The longest tributaries of the Mže are:

| Tributary | Length (km) | River km | Side |
|---|---|---|---|
| Kosový potok | 46.4 | 67.3 | left |
| Úhlavka | 41.4 | 44.5 | right |
| Úterský potok | 35.8 | 31.3 | left |
| Hamerský potok / Hammerbach | 33.8 | 75.5 | left |
| Vejprnický potok | 23.2 | 2.5 | right |
| Sedlišťský potok | 20.8 | 80.7 | right |
| Žebrácký potok | 13.8 | 27.2 | left |

==Course==
The most notable settlements on the river are the towns of Tachov and Stříbro and the city of Plzeň.

==Bodies of water==
There are two reservoirs on the Mže: Hracholusky with an area of 352 ha and Lučina with an area of 86 ha.
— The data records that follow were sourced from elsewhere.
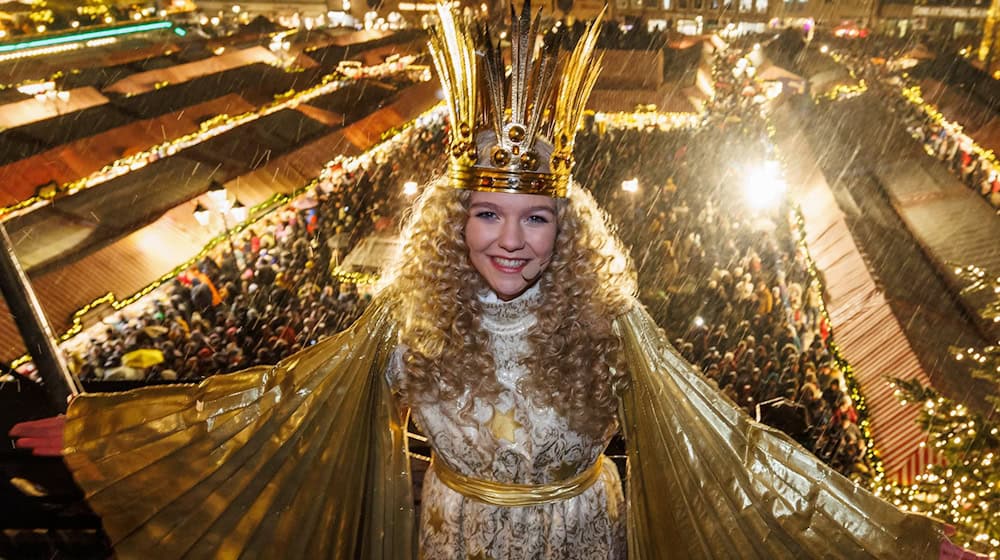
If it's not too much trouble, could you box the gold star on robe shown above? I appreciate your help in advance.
[427,506,444,533]
[489,408,524,443]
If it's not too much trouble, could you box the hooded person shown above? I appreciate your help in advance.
[7,4,968,559]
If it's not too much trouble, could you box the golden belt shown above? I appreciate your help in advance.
[431,455,604,507]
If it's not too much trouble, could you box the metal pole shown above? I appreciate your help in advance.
[0,221,83,412]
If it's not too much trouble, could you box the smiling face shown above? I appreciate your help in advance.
[465,192,557,301]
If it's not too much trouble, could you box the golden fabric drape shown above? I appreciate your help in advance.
[58,298,942,560]
[65,298,416,559]
[617,304,943,560]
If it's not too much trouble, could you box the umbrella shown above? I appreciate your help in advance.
[122,348,163,369]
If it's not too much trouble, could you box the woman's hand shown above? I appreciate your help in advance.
[8,414,66,457]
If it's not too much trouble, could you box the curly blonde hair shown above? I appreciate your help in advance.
[390,180,635,437]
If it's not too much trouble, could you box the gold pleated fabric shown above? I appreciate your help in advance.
[65,298,416,559]
[60,299,943,560]
[617,304,943,560]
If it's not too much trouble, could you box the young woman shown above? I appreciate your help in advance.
[389,181,633,559]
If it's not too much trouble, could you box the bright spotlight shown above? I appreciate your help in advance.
[743,160,786,210]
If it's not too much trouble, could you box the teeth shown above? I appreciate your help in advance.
[493,257,528,268]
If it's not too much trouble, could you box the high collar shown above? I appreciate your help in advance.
[479,282,542,334]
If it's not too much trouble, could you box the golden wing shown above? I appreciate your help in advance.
[65,298,415,559]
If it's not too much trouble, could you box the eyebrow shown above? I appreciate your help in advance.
[469,202,556,214]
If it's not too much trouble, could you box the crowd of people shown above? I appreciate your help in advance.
[888,95,1000,210]
[68,116,444,381]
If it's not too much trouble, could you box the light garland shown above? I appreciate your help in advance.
[11,103,447,368]
[736,43,885,482]
[900,85,1000,179]
[588,110,704,131]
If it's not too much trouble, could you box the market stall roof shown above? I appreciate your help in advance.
[756,62,805,83]
[876,154,1000,340]
[0,79,438,360]
[0,32,182,84]
[776,106,934,483]
[0,87,108,131]
[0,94,253,207]
[337,234,402,274]
[898,43,937,60]
[104,47,278,95]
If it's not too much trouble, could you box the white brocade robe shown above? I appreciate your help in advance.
[389,285,625,560]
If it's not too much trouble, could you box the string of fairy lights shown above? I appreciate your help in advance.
[0,55,430,216]
[12,104,701,367]
[791,206,885,484]
[764,114,885,482]
[720,41,885,482]
[11,104,446,368]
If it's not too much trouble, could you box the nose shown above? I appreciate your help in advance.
[497,220,524,253]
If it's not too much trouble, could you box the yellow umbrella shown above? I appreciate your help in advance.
[122,348,163,369]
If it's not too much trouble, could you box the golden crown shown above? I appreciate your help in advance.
[429,0,604,197]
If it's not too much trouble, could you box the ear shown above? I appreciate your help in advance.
[521,255,552,282]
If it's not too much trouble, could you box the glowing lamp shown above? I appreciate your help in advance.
[229,198,250,224]
[743,160,787,210]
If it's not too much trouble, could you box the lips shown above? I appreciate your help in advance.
[490,257,528,274]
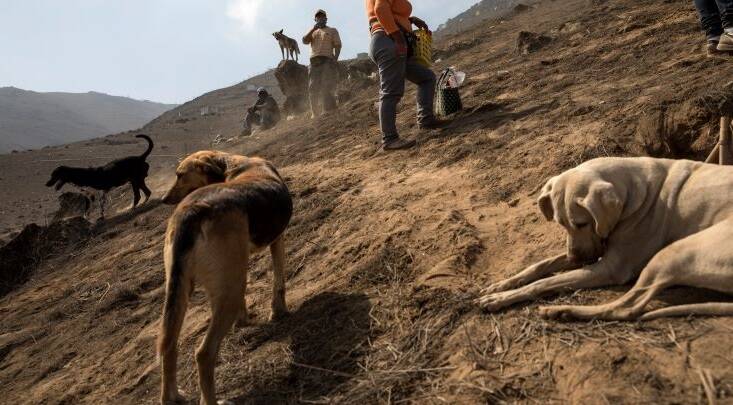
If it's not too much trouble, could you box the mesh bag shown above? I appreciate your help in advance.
[435,69,463,116]
[413,30,433,67]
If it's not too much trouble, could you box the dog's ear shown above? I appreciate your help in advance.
[576,181,624,238]
[537,177,556,221]
[196,156,226,183]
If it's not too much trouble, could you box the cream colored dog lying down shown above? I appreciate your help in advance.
[478,158,733,320]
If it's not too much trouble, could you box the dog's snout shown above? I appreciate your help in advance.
[567,249,603,265]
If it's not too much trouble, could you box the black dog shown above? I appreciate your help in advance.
[46,135,154,217]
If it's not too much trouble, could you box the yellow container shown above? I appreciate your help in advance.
[413,30,433,67]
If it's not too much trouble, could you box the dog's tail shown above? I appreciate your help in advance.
[135,134,155,160]
[158,206,202,356]
[639,302,733,321]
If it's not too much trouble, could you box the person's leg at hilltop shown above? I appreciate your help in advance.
[308,57,324,118]
[695,0,723,55]
[242,111,261,136]
[369,31,415,149]
[717,0,733,52]
[321,59,339,112]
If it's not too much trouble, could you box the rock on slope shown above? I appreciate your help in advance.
[0,87,175,153]
[0,0,733,404]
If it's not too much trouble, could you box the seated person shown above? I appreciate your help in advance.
[242,87,280,136]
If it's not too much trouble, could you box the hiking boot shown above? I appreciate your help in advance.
[382,138,415,150]
[418,118,451,129]
[717,32,733,53]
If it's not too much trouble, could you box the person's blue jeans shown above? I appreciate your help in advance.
[695,0,733,39]
[369,31,436,142]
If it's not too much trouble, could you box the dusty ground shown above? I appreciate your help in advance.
[0,0,733,404]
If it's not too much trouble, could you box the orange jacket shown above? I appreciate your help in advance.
[366,0,412,35]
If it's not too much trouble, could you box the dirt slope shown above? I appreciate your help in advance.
[0,87,176,153]
[0,0,733,404]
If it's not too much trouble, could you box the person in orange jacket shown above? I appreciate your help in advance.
[366,0,444,150]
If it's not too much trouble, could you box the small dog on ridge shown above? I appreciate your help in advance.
[272,30,300,62]
[46,134,154,217]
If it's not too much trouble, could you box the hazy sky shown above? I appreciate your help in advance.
[0,0,478,103]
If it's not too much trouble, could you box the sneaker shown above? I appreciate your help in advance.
[418,118,451,129]
[382,138,415,150]
[717,32,733,53]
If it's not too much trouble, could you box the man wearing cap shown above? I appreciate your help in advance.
[303,10,341,118]
[242,87,280,136]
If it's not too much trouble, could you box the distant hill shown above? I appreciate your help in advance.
[0,87,175,153]
[436,0,537,37]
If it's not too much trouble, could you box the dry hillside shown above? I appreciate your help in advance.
[0,0,733,404]
[0,87,175,153]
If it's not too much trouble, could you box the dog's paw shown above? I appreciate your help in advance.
[537,305,573,321]
[269,308,289,322]
[162,391,190,405]
[481,281,514,295]
[474,293,511,312]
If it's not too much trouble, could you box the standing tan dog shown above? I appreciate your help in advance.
[158,151,293,405]
[272,30,300,62]
[478,158,733,320]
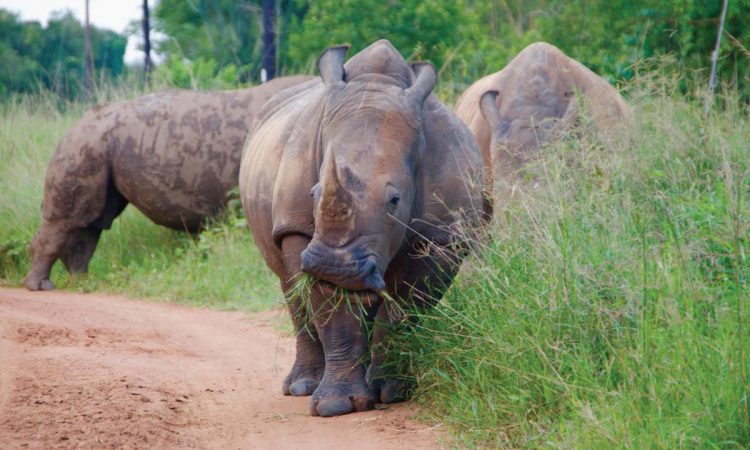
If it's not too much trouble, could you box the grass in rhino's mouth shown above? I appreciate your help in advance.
[285,274,404,326]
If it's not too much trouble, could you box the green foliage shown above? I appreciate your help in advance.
[394,72,750,448]
[153,55,239,89]
[0,9,127,99]
[282,0,750,96]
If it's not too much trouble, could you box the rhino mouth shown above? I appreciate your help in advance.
[302,243,385,292]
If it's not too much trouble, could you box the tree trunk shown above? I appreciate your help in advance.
[143,0,153,84]
[261,0,276,82]
[83,0,94,97]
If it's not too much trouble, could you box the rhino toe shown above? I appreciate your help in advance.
[379,380,414,404]
[287,378,320,397]
[310,391,376,417]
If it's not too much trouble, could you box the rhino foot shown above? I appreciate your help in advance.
[310,385,376,417]
[23,276,55,291]
[281,364,323,397]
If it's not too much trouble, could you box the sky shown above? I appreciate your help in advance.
[0,0,155,63]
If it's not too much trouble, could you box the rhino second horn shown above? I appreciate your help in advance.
[320,154,352,221]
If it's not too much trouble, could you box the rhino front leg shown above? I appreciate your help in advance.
[310,285,376,417]
[23,220,71,291]
[60,227,102,273]
[281,235,325,396]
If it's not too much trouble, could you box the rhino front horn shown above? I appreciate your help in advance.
[318,44,349,86]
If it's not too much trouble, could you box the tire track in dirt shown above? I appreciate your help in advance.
[0,288,442,450]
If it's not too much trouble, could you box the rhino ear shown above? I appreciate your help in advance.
[318,44,349,86]
[479,91,502,128]
[406,62,437,107]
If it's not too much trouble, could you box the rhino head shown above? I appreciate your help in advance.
[302,41,437,292]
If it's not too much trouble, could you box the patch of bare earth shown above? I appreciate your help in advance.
[0,288,441,450]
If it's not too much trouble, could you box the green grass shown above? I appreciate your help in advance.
[0,73,750,449]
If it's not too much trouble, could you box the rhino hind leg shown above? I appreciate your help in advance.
[60,227,102,274]
[23,155,127,291]
[281,235,325,396]
[60,181,128,274]
[23,220,70,291]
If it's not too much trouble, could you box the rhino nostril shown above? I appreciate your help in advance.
[300,250,313,272]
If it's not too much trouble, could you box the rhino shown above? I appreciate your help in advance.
[239,40,489,416]
[455,42,633,188]
[24,76,312,290]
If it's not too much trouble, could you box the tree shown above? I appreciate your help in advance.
[143,0,153,79]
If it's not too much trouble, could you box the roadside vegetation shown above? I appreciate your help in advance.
[0,70,750,448]
[395,74,750,449]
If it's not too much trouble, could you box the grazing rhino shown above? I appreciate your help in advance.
[24,76,312,290]
[240,40,488,416]
[455,42,633,186]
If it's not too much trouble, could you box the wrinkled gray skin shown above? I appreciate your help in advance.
[24,76,311,290]
[240,40,489,416]
[455,42,633,187]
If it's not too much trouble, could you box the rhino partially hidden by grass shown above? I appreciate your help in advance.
[24,76,312,290]
[240,40,488,416]
[455,42,633,185]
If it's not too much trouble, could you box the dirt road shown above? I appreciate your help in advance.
[0,288,441,450]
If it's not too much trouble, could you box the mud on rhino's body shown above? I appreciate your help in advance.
[240,41,487,416]
[24,76,311,289]
[455,42,633,190]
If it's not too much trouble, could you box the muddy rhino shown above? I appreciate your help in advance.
[455,42,633,186]
[240,40,485,416]
[24,76,312,290]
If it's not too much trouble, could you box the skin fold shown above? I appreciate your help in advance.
[24,76,311,290]
[240,40,489,416]
[455,42,633,189]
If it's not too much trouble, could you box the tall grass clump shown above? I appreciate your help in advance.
[0,86,282,311]
[397,73,750,449]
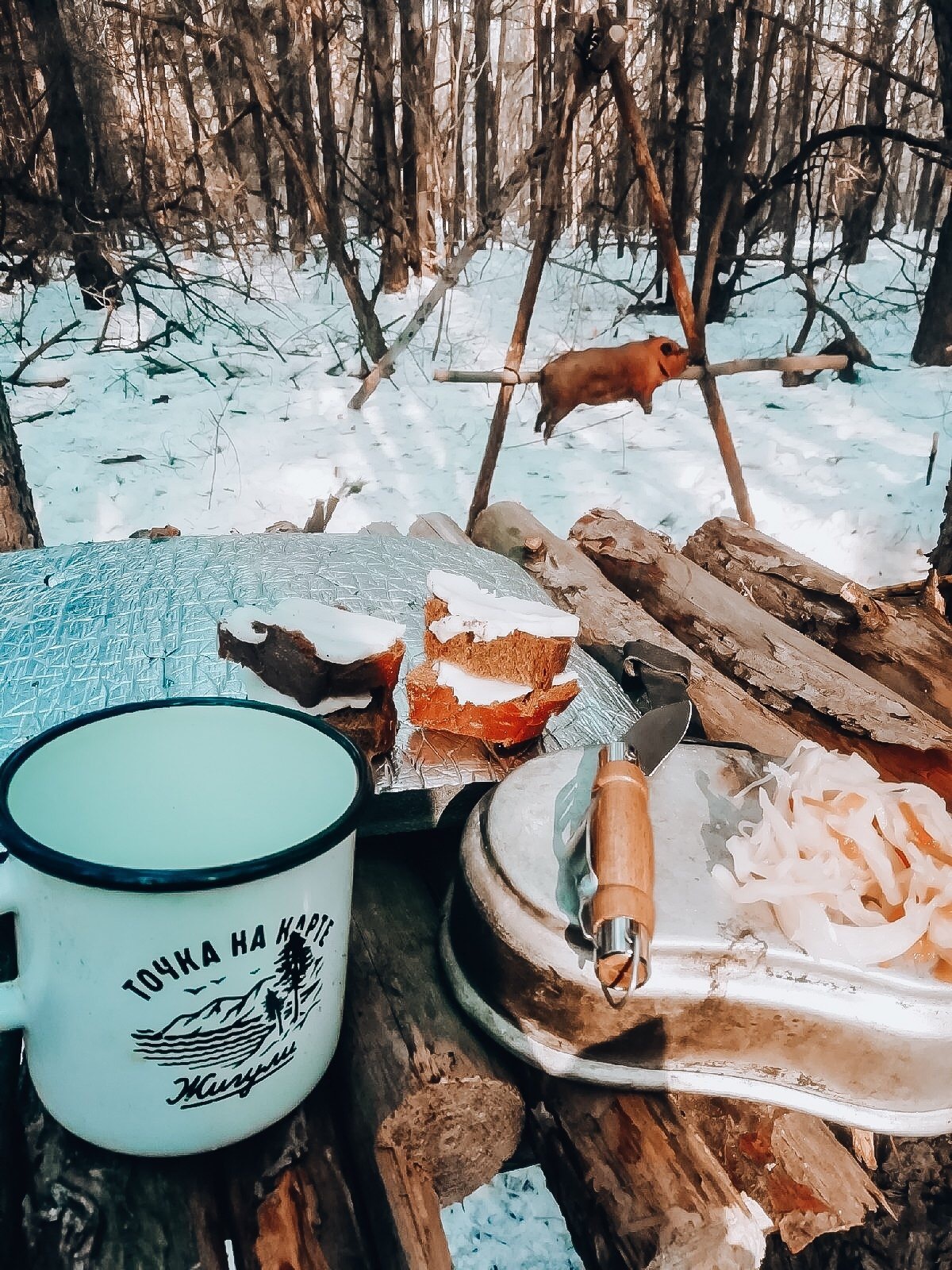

There are 198 bodies of water larger than 1 ha in the basin area.

==Fauna==
The upper course of the river is home to a population of Eurasian beaver.

==Tourism==
The Mže is suitable for river tourism and belongs to the rivers suitable for less experienced paddlers. However, it is often not passable in the summer with higher temperatures and lower rainfall.